Chapter 9, Problem 9.113QA

Interpretation Introduction

To find:

a) Write a balanced chemical equation for the reaction that takes place in a cup.

b) Determine if $NaOH$ or $H_2{SO}_4$ is left in the cup when the reaction is over

c) Calculate the enthalpy change per mole of $H_{2}O$ produced in the reaction.

Answer to Problem 9.113QA

Solution:

a) Balanced equation for the reaction of $NaOH$ and $H_2{SO}_4$ is

$2 NaOH\left(aq\right)+H_2{SO}_4\left(aq\right)\to 2H_{2}O\left(l\right)+{Na}_2{SO}_4\left(aq\right)$

b) Both $NaOH$ and $H_{2}S{O}_4$ are present in stoichiometric amounts, so none of the reactants are left in the cup when the reaction is over.

c) Enthalpy change per mole of $H_{2}O$ produced in the reaction is $-57.1 kJ$

Explanation of Solution

1) Concept:

We know the concentrations, volumes, densities, and initial and final temperatures of two solutions – a strong acid and a strong base.
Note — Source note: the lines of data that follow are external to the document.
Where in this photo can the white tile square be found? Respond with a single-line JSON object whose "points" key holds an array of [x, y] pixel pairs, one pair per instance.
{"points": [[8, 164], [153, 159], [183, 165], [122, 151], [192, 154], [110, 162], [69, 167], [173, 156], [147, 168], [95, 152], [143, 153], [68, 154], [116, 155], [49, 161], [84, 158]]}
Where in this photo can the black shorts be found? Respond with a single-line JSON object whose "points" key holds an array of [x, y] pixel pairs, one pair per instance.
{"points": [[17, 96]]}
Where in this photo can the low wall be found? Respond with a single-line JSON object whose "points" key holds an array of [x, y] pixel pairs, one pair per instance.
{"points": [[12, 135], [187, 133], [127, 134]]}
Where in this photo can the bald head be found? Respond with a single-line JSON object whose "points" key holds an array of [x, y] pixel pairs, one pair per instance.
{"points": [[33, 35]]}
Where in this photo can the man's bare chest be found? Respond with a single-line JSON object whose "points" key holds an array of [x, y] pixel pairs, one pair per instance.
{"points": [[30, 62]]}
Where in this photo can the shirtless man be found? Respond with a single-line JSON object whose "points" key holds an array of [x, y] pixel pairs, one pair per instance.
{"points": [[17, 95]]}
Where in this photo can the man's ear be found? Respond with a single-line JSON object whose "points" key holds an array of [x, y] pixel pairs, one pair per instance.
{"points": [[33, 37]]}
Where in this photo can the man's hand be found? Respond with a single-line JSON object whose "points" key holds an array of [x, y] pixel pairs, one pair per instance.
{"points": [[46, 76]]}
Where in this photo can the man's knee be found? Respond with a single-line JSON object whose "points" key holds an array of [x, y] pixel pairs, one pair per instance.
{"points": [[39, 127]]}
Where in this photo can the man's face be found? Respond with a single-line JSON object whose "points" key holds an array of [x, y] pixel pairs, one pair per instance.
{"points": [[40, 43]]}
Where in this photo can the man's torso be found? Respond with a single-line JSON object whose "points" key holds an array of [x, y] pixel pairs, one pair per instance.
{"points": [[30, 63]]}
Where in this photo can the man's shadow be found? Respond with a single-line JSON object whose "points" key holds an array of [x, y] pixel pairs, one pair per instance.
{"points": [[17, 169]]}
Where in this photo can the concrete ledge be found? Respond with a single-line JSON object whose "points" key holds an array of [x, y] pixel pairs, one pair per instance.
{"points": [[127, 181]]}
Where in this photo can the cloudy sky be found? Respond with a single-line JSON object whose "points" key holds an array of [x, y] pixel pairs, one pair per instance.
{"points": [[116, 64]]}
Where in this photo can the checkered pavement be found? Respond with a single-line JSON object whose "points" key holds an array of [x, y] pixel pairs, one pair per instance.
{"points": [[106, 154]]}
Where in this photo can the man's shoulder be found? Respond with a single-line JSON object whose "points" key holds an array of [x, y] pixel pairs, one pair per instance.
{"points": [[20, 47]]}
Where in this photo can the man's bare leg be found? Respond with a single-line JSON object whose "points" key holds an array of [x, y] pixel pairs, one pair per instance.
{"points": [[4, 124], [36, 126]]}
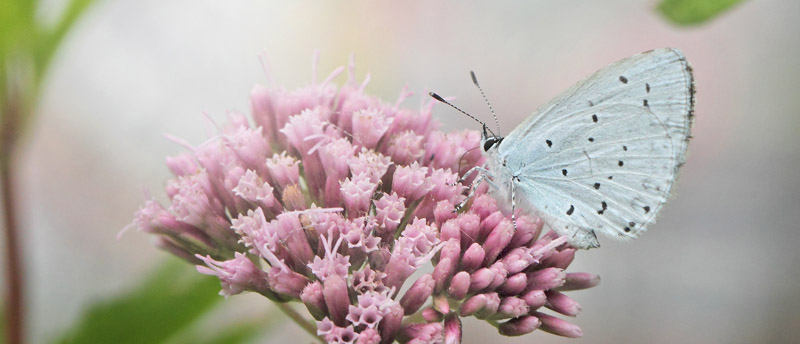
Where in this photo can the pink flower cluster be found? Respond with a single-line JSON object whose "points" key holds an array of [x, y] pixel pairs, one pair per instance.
{"points": [[335, 199]]}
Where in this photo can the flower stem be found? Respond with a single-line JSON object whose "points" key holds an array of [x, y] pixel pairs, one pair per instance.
{"points": [[297, 318], [14, 312]]}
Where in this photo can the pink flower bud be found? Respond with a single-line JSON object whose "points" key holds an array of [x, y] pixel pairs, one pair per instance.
{"points": [[558, 326], [442, 273], [518, 259], [443, 212], [236, 275], [560, 259], [293, 198], [534, 298], [562, 303], [285, 281], [473, 257], [459, 285], [369, 126], [334, 289], [357, 194], [369, 336], [392, 323], [519, 326], [314, 300], [401, 265], [481, 279], [389, 210], [579, 280], [417, 295], [443, 188], [546, 279], [491, 306], [528, 229], [498, 239], [253, 189], [261, 109], [473, 305], [511, 307], [450, 230], [370, 162], [430, 314], [284, 170], [182, 164], [422, 333], [514, 284], [452, 329], [411, 182], [405, 148], [470, 227], [489, 223], [500, 274]]}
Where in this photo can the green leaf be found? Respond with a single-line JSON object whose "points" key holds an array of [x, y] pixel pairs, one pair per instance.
{"points": [[165, 304], [693, 12]]}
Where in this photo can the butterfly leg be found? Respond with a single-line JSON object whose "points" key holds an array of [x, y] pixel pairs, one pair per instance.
{"points": [[472, 188], [469, 173], [514, 201]]}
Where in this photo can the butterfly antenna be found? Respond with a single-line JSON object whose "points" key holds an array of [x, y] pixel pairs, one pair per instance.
{"points": [[475, 81], [437, 97]]}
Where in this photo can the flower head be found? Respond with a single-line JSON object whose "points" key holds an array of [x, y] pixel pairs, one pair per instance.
{"points": [[335, 199]]}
We are asked to calculate the value of $∆H_{rxn}$ for the reaction in which they neutralize each other.

The density of both aqueous solutions is nearly the same as that of water, which confirms that they are dilute solutions with heat capacities that are essentially the same as that of water. Therefore, equation for $q_{calorimeter}$ can be used to find the heat associated with the neutralization reaction. The common densities also mean the total mass of the solution in grams is the same as their total volume in milliliters. To calculate $∆H_{rxn}$, we will need to calculate the number of moles of each reactant and divide the $q_{calorimeter}$ by the number of moles of limiting reactant.

2) Formula:

i) $M=\frac{n}{L}$

where $M$= molarity of solution, $n$= number of moles of solute, $V$= Volume of solution in Liters.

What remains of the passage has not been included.